As one of the world's leading agribusinesses, you might be surprised that Syngenta has such a large interest in beneficial bugs. But in fact we are the largest producer in the UK.
Every year our Clacton factory breeds 200 billion beneficial bugs that patrol tunnels and greenhouses working alongside pesticides to keep pests at bay.
The whole concept of integrated crop management using bugs and pesticides to meet retailer protocols started with UK tomato growers and has now become the industry standard.
Their work is not just confined to these shores. Millions of our Essex-reared predators are bugging the Elysée Palace, or at least the orangery there. A regular consignment is flown over to Paris to protect President Chirac’s citrus fruit.
The bugs also take a long-haul ride courtesy of the RAF every Sunday night on a flight from Brize Norton.

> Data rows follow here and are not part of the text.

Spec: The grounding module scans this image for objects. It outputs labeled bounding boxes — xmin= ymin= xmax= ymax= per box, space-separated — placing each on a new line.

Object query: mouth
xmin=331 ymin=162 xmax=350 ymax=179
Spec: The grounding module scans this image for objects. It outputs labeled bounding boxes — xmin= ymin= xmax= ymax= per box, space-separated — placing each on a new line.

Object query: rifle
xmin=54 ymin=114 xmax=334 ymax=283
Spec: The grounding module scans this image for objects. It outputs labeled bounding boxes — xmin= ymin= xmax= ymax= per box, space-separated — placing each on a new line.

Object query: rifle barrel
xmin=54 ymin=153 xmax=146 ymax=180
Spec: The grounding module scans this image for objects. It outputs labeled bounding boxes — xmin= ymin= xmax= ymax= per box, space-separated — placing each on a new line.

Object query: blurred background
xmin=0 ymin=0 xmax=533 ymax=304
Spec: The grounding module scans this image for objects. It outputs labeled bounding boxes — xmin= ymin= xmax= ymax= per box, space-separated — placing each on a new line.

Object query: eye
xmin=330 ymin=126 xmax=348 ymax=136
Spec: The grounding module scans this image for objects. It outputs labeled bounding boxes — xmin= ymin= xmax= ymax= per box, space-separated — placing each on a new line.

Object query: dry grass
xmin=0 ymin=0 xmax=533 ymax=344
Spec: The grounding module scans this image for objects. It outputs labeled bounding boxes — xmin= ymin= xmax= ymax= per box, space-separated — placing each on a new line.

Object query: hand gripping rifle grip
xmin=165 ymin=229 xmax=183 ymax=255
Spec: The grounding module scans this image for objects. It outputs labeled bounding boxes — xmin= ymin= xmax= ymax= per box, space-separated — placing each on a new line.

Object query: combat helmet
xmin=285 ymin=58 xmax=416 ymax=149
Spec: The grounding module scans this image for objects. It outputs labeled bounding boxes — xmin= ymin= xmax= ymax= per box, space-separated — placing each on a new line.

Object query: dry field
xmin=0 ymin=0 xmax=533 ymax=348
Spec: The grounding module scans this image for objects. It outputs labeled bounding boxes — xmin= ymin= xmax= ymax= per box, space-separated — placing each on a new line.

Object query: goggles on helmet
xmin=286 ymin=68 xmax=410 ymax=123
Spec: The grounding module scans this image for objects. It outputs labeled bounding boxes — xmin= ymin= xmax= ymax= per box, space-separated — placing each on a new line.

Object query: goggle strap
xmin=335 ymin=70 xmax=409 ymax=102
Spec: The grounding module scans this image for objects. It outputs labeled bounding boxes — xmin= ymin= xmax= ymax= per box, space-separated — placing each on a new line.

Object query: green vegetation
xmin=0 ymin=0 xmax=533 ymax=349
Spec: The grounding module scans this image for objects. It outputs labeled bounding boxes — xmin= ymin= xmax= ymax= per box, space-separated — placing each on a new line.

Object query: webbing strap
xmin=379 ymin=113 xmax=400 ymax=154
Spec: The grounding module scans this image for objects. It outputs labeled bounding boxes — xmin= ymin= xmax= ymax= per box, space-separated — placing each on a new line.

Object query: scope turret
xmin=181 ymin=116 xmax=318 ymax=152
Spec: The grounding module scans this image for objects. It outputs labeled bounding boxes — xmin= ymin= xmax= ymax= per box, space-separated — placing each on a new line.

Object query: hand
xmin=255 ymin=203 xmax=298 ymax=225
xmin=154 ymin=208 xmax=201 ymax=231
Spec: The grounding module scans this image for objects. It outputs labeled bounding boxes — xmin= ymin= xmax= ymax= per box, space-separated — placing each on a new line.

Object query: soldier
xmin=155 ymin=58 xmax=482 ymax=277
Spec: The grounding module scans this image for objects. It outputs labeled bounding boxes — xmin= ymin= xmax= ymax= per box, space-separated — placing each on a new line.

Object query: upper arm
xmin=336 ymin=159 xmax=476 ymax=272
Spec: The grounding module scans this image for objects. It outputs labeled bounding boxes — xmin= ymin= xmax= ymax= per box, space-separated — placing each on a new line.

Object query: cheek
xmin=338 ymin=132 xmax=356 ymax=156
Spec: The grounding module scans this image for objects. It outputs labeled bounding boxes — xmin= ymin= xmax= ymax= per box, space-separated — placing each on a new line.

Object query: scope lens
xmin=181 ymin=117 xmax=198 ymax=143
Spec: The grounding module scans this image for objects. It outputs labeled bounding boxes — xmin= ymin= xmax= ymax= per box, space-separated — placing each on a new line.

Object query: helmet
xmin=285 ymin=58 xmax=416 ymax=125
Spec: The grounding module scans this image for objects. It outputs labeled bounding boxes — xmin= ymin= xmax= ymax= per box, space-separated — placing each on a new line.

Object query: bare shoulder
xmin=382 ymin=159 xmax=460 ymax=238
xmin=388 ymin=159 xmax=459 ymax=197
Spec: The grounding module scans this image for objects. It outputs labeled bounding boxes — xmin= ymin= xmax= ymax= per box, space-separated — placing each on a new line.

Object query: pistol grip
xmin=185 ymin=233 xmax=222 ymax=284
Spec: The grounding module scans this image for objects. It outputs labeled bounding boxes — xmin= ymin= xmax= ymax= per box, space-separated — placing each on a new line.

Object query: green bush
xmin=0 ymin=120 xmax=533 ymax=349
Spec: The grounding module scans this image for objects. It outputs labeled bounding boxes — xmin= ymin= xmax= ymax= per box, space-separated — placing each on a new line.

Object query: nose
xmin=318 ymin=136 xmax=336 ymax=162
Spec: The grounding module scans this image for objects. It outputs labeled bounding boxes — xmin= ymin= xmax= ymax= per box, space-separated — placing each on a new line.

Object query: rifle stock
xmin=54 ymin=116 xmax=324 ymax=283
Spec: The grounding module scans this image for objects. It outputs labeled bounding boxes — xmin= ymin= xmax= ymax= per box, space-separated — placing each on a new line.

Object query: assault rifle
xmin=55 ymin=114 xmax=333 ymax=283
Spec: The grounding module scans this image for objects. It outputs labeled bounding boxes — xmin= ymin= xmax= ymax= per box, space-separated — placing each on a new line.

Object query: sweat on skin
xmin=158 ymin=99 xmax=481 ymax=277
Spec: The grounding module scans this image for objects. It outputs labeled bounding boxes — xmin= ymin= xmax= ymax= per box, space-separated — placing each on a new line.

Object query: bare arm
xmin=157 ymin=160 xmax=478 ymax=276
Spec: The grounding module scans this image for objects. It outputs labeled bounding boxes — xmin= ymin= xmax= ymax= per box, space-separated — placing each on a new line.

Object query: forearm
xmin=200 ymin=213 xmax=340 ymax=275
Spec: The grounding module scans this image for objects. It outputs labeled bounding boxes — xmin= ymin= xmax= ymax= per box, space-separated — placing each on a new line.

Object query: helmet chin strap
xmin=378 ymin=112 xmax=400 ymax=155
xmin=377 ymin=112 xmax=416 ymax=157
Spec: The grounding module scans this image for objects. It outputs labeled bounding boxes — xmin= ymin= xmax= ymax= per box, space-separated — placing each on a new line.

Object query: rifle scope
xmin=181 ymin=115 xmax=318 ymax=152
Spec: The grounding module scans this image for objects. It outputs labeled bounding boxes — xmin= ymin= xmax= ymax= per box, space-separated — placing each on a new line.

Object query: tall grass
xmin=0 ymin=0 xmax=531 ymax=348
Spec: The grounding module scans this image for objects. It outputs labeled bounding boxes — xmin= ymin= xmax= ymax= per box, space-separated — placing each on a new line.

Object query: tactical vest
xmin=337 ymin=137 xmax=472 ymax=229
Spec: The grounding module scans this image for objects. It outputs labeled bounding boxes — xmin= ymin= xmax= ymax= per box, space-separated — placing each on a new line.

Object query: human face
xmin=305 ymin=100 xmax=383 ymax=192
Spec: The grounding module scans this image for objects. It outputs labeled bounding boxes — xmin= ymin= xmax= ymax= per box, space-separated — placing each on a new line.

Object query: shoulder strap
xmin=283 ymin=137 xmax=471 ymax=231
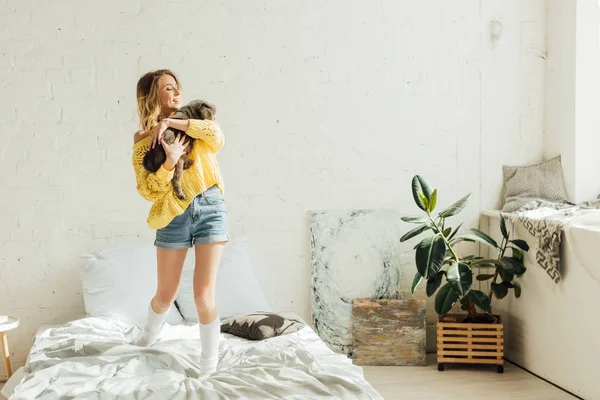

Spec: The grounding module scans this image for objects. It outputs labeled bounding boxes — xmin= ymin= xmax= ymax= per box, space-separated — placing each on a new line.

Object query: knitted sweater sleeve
xmin=132 ymin=140 xmax=174 ymax=202
xmin=185 ymin=119 xmax=225 ymax=153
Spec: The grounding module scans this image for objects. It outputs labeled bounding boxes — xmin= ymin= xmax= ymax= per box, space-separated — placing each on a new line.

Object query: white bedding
xmin=5 ymin=316 xmax=382 ymax=400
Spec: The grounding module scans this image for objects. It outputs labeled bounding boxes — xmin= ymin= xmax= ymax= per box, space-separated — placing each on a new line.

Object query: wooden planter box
xmin=437 ymin=314 xmax=504 ymax=373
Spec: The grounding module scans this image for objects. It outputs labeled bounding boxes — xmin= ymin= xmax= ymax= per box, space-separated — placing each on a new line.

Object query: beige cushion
xmin=502 ymin=156 xmax=569 ymax=212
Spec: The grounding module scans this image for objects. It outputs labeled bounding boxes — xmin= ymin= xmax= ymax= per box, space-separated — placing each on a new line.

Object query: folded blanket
xmin=502 ymin=199 xmax=600 ymax=283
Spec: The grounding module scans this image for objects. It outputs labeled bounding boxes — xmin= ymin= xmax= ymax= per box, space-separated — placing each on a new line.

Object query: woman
xmin=132 ymin=70 xmax=229 ymax=376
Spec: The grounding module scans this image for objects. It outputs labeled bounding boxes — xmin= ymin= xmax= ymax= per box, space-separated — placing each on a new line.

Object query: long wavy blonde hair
xmin=136 ymin=69 xmax=181 ymax=132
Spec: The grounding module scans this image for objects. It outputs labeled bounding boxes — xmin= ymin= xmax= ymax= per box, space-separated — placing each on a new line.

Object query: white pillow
xmin=80 ymin=245 xmax=183 ymax=327
xmin=177 ymin=238 xmax=273 ymax=322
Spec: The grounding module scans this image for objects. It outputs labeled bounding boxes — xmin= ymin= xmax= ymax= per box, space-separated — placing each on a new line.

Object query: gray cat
xmin=143 ymin=100 xmax=217 ymax=200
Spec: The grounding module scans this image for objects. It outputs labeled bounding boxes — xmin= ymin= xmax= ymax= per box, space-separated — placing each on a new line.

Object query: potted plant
xmin=400 ymin=175 xmax=529 ymax=372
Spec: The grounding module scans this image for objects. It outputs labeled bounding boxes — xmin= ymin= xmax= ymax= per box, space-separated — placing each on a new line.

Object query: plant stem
xmin=427 ymin=212 xmax=477 ymax=317
xmin=427 ymin=213 xmax=460 ymax=262
xmin=488 ymin=238 xmax=508 ymax=308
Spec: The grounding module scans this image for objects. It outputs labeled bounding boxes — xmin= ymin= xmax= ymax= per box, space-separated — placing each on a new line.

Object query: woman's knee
xmin=194 ymin=290 xmax=215 ymax=311
xmin=152 ymin=290 xmax=177 ymax=312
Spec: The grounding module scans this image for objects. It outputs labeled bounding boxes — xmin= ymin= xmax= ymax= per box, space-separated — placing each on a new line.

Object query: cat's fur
xmin=143 ymin=100 xmax=217 ymax=200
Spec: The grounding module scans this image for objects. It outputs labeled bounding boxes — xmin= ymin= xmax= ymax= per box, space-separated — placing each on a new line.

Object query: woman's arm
xmin=166 ymin=118 xmax=225 ymax=152
xmin=132 ymin=134 xmax=189 ymax=202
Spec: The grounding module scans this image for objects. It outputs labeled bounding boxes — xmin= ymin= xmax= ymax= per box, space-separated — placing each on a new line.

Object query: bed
xmin=2 ymin=242 xmax=382 ymax=400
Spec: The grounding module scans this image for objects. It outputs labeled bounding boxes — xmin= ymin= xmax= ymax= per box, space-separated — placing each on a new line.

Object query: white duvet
xmin=10 ymin=317 xmax=382 ymax=400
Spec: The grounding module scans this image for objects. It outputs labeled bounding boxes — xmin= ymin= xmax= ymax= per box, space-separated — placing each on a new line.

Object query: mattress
xmin=3 ymin=315 xmax=382 ymax=400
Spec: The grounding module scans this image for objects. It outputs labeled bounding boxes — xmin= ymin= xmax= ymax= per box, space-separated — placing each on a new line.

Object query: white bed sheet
xmin=3 ymin=314 xmax=382 ymax=400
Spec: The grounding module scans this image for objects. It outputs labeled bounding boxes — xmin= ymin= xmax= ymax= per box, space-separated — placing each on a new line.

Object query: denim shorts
xmin=154 ymin=186 xmax=229 ymax=249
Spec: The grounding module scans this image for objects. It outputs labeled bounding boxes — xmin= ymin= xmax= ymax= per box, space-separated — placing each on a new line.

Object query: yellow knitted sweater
xmin=132 ymin=119 xmax=225 ymax=229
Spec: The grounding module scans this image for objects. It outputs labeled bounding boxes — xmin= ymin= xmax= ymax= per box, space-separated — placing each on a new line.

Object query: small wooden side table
xmin=0 ymin=315 xmax=19 ymax=379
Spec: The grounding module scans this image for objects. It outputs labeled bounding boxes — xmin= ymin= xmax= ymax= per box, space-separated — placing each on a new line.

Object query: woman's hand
xmin=159 ymin=135 xmax=190 ymax=171
xmin=151 ymin=119 xmax=169 ymax=149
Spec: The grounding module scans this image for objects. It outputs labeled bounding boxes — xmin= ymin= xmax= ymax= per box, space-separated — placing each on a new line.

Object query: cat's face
xmin=158 ymin=74 xmax=182 ymax=115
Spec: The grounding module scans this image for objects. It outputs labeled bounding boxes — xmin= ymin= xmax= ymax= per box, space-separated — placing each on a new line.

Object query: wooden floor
xmin=363 ymin=354 xmax=578 ymax=400
xmin=0 ymin=354 xmax=578 ymax=400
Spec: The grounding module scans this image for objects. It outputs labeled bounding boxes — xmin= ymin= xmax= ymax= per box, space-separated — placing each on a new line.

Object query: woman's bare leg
xmin=194 ymin=242 xmax=225 ymax=376
xmin=137 ymin=247 xmax=188 ymax=346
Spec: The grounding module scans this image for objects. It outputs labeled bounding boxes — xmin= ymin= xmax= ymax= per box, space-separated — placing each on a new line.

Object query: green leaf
xmin=509 ymin=239 xmax=529 ymax=251
xmin=492 ymin=283 xmax=508 ymax=299
xmin=469 ymin=290 xmax=492 ymax=314
xmin=400 ymin=215 xmax=427 ymax=224
xmin=429 ymin=189 xmax=437 ymax=212
xmin=435 ymin=283 xmax=458 ymax=315
xmin=471 ymin=258 xmax=502 ymax=268
xmin=415 ymin=235 xmax=446 ymax=279
xmin=513 ymin=282 xmax=521 ymax=299
xmin=448 ymin=223 xmax=462 ymax=242
xmin=417 ymin=193 xmax=429 ymax=211
xmin=400 ymin=224 xmax=431 ymax=242
xmin=500 ymin=257 xmax=527 ymax=276
xmin=446 ymin=262 xmax=473 ymax=296
xmin=425 ymin=271 xmax=445 ymax=297
xmin=410 ymin=272 xmax=423 ymax=294
xmin=439 ymin=193 xmax=471 ymax=218
xmin=498 ymin=267 xmax=515 ymax=282
xmin=412 ymin=175 xmax=431 ymax=211
xmin=510 ymin=246 xmax=524 ymax=263
xmin=500 ymin=213 xmax=508 ymax=239
xmin=477 ymin=274 xmax=494 ymax=281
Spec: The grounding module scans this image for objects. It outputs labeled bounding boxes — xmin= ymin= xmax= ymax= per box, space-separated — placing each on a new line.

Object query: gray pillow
xmin=502 ymin=156 xmax=569 ymax=212
xmin=221 ymin=312 xmax=306 ymax=340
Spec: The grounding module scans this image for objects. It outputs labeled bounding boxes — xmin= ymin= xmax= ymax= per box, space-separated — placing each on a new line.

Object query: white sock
xmin=136 ymin=302 xmax=171 ymax=346
xmin=198 ymin=314 xmax=221 ymax=376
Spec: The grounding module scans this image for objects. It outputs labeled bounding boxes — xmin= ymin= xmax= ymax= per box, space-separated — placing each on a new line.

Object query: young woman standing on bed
xmin=132 ymin=70 xmax=229 ymax=375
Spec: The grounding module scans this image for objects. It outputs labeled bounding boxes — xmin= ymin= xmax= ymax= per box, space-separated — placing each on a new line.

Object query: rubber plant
xmin=400 ymin=175 xmax=529 ymax=322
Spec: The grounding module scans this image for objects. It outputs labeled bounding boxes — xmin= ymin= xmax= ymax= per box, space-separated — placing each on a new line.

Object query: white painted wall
xmin=0 ymin=0 xmax=546 ymax=366
xmin=544 ymin=0 xmax=600 ymax=202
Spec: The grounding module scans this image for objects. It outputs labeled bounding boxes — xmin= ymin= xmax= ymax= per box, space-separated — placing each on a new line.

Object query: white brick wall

The RAF carries the special consignment to Port Stanley, capital of The Falkland Islands and the world’s most southerly producer of fresh produce.
The lettuce and tomatoes are the stuff of legend among the scientific community of the South Atlantic, as well as holidaymakers, although initially the RAF had severe reservations about carrying boxes marked ‘Wasps, Danger’!
Whether it’s bees for pollination, spiders to eat the red spider mite, or wasps to gorge on aphids, the Bio-line packets of bugs hang in some of the hottest and most fashionable glass houses.
It’s a great example of British agricultural knowhow and expertise being enjoyed by growers across the world.